Tony Abbott 'Very Satisfied' as Australia Marks 6 Months With No Asylum Seeker Arrivals
By Reissa Su | June 20, 2014 3:41 PM EST
Prime Minister Tony Abbott has felt "very satisfied" with no arrivals of boat people in six months. The most recent boat carrying asylum seekers may have arrived six months ago, but Abbott warned there's no "mission accomplished."
Australia's Prime Minister Tony Abbott addresses during the Commonwealth Government Meeting (CHOGM) opening ceremony in Colombo November 15, 2013.
After winning the election in September 2013, the Abbott government had vowed to stop asylum seeker boats coming from countries in Southeast Asia. According to reports, hundreds of people have died along the way in their rickety boats.

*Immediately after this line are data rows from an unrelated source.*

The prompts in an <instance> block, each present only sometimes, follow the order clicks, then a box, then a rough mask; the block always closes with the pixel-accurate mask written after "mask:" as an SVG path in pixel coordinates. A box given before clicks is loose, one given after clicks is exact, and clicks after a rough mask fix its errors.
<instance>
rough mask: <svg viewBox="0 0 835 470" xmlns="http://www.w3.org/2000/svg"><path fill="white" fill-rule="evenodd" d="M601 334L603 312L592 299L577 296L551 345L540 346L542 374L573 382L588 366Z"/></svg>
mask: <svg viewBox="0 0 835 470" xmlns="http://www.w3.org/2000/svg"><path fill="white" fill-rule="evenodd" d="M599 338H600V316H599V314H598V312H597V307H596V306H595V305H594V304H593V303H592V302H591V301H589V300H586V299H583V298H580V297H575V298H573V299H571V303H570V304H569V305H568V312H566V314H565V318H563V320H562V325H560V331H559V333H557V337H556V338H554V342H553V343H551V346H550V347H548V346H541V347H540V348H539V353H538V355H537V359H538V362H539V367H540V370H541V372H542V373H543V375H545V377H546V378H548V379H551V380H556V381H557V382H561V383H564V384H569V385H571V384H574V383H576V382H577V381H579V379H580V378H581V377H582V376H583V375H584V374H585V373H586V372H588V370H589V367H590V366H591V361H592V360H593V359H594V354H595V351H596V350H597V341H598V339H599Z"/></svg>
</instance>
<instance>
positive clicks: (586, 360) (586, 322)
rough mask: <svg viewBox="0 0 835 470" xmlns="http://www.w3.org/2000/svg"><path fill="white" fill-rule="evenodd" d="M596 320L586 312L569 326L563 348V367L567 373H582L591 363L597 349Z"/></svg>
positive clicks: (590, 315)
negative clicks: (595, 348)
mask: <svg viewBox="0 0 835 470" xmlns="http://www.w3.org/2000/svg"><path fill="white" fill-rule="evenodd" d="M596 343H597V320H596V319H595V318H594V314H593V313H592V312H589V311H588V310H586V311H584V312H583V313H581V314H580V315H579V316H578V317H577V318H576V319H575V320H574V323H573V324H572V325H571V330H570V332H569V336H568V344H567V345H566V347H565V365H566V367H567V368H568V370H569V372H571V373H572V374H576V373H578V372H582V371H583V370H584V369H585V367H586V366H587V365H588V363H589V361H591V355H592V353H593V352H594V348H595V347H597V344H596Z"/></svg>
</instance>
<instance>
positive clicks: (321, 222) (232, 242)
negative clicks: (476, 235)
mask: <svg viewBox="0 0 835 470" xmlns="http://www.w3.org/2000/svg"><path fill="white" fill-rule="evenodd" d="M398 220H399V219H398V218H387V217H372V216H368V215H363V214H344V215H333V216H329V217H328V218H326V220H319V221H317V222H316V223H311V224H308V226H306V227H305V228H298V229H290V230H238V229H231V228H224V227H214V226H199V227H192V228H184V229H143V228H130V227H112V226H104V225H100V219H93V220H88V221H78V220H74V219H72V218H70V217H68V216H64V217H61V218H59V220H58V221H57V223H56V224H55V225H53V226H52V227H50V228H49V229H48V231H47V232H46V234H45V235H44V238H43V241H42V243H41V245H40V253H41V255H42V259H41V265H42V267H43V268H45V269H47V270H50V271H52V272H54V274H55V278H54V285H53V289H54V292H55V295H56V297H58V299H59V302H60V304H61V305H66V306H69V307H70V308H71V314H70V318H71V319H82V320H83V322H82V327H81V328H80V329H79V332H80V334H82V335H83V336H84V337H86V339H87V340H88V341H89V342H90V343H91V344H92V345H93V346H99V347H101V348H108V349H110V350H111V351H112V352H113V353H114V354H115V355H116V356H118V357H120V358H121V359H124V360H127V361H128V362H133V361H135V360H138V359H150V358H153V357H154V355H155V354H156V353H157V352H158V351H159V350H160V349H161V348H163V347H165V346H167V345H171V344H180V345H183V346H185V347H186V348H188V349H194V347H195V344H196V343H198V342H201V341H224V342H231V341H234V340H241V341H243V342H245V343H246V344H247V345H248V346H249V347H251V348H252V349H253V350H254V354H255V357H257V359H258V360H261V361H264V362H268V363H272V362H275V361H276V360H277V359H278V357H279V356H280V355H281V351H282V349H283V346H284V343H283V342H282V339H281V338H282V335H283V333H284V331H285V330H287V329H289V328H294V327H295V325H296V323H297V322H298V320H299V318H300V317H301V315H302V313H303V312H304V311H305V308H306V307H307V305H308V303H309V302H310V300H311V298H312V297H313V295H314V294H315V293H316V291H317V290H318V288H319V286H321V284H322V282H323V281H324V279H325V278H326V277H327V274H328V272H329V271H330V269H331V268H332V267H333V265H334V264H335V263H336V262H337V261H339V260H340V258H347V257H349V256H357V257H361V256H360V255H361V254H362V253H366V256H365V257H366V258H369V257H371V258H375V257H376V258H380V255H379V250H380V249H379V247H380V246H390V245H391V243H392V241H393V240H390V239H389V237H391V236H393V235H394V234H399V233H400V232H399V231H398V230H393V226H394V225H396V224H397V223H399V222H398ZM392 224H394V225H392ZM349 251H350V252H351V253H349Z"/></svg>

Under Australia's offshore detention policy, asylum seeker boats are being turned back to Indonesia while refugees are sent to Nauru and Papua New Guinea for processing and resettlement.
Abbott said he is "not declaring victory," but praised Immigration Minister Scott Morrison for an outstanding job.
In a statement on June 19, the prime minister said six months without seeing boat people is a "very satisfactory milestone" for Australia. According to historical figures, the previous Labour government in the same six-month period in 2012-13 saw 190 boats with 12,773 asylum seekers illegally landing on Australian shores.
Abbott refused to reveal the number of boats sent back under the Operation Sovereign Borders led by the military. He said the last thing he wanted to do was to compromise the operations by divulging information for people-smugglers to use and risk people's lives.
He assured the public that a full account of the operations will be released one day.
The boats turn-back has caused tension between Indonesia and Australia after the Australian navy admitted breaching Indonesian territorial waters. After the turn-back, the Indonesian minister launched another verbal attack and criticized the Abbott government's boats policy.
Indonesian authorities had previously confirmed the interception of two boats carrying asylum seekers by Australian naval vessels. About 20 passengers were placed in one wooden boat pushed back to Indonesia's waters.
The United Nations and several refugee advocates have repeatedly criticized Australia's asylum seeker policy. International critics have condemned the plight of detainees in Australia's offshore detention centers due to harsh conditions.
In March, Abbott had declared "victory" over asylum seekers and claimed he had stopped the boats of asylum seekers. The Australian prime minister said keeping the boats away can be done despite critics who "scoffed," adding the government could not do it.
Abbott's claim came after two Australian staff of G4S, the security contractor hired by the government, have become suspects in the violent death of Iranian asylum seeker Reza Barati on Manus Island.